Bar None (an ode to Finn McCool’s Pub, New Orleans, Louisiana)

I didn’t mean to write in a bar today.  Not that I’m ashamed of it (although I should be considering the spectacular weather).  The bar, however, has WiFi, and my place, even with the über comfortable new couch, currently does not.  For some reason it’s offline… but the bar 75 feet away has it.  Thus, I’m at the bar, drinking an Abita Amber, and typing on my MacBook like a tool.  The door is open to the outside, so I feel slightly less guilty about my current situation, which is a semi-vicious hangover from a spectacular pub crawl through the Tremé last evening.  My palliative in the cause of hangover-fighting is Abita Amber.  Both bracing and tonic, it informs me more than I’d care to admit.  And the venue for assuaging my battered senses:  Finn McCool’s Pub, New Orleans best bar.

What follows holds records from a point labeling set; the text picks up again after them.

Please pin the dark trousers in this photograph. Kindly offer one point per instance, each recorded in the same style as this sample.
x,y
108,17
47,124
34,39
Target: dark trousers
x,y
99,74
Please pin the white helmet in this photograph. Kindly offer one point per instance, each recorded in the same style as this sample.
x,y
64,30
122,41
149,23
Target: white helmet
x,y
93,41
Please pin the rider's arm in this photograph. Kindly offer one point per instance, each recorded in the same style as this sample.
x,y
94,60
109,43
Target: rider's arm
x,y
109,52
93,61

Finn McCool’s is the kind of place you — or at least I — want to go daily.  Its convivial community, fair drink prices, and superb staff make it a pleasure… one of the last simple pleasures in life, really.  I haven’t been a regular at a place in years, and now I am again.  It feels good.  My liver even feels good, despite me punching it vigorously for the past few days.  Much like the God of the New Testament, it’s forgiving liver, and I’d like to imagine a Lord that turned water into wine would have a better grasp of these things.  In fact, I like Jesus very much; at least my reading of him.  He hung out with drunks, prostitutes, homosexuals, blasphemers, fisherman, and lepers (NB: I could quite frankly do without the lepers, but they’re in the book, and much like Tom Sawyer in Huckleberry Finn, I prefer to go by the book).  He never judged them either.  He only wanted them to do better: to be better.  I want the same for both my friends and myself, so I consider Jesus and myself simpatico.  So is Finn McCool’s like church?  Only on Sundays when I go there to see the Saints.  My mother would be proud.

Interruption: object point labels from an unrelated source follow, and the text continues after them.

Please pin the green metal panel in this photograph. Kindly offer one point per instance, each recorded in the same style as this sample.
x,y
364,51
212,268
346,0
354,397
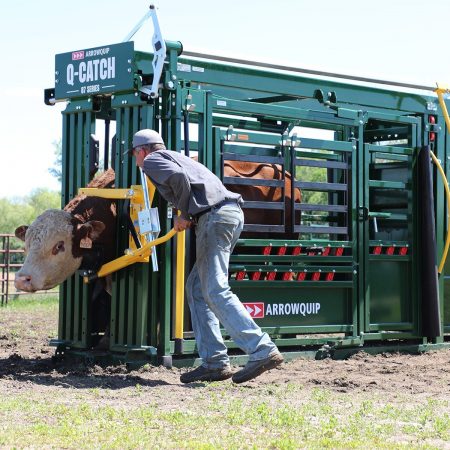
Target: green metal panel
x,y
368,176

Saying anything is “the best” is always a loaded statement, and one that I typically eschew.  It’s not because I don’t have strong opinions:  I do.  It’s just that when you declare anything the best it becomes exclusive, argumentative, and often overshadows what makes the thing good in the first place.  It is the absolutism of the statement that scares me the most… the exclusion of all other possibilities.  And truly, best is relative to experience.  Yet despite these caveats, I’m still willing to call Finn McCool’s the best bar in New Orleans:  It looks like my Uncle Elger’s basement and feels like home.

If the Spanish have their “fly,” an Irish aphrodisiac would certainly be a beautiful woman bringing you a beer, and in that regard, Finn’s truly excels.  I would love to sing their praises individually, but that would only reveal my own proclivities and preferences and probably miss the point.  What makes Finn’s great is the way the majority female  bar staff — hell, the whole bar staff! — works together.  I’ve never felt neglected, always felt appreciated, and mostly, felt genuinely liked.  I fit in here.  I can let my guard down.  I can relax.

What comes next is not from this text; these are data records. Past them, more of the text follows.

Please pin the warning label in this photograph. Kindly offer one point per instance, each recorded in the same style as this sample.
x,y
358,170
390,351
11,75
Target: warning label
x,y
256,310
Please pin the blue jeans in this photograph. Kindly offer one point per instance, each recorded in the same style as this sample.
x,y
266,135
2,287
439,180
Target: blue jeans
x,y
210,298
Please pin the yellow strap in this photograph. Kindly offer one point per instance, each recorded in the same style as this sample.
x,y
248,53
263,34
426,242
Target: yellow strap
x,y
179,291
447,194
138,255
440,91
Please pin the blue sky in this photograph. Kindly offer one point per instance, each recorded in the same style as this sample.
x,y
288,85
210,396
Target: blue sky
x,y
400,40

The other patrons here have become like family.  I know who’ll be leading the Saints chant on Sundays, who to tweak when Alabama plays, and who’s buying the next round.  Steve and Pauline, the owners, make me smile.  They’re good people that love this place.  They’ve made it home, and continue to make it home… they are the real deal.

I probably spend too much time in bars; I’ll cop to it.  But there is something delightfully analog here (despite the presence of my digital menace).  Something unchanged.  A way of interacting that’s existed for thousands of years: the original social network.  There’s always someone to listen to my story, knock me off my high horse, or lend me a shoulder.  And even when I’m worse for wear, I’m the better for it.

In the big scheme of things, a bar on the corner of Banks St. and Telemachus St. in Mid-City, New Orleans, is probably not changing the world (although even that’s not true, as Finn’s sponsors charities that help New Orleans and Ireland).  But no one changes the world, they change people… the way they think, feel, and act.  And in that regard, Finn McCool’s Pub is changing the world — changing my world — one perfect pint at a time.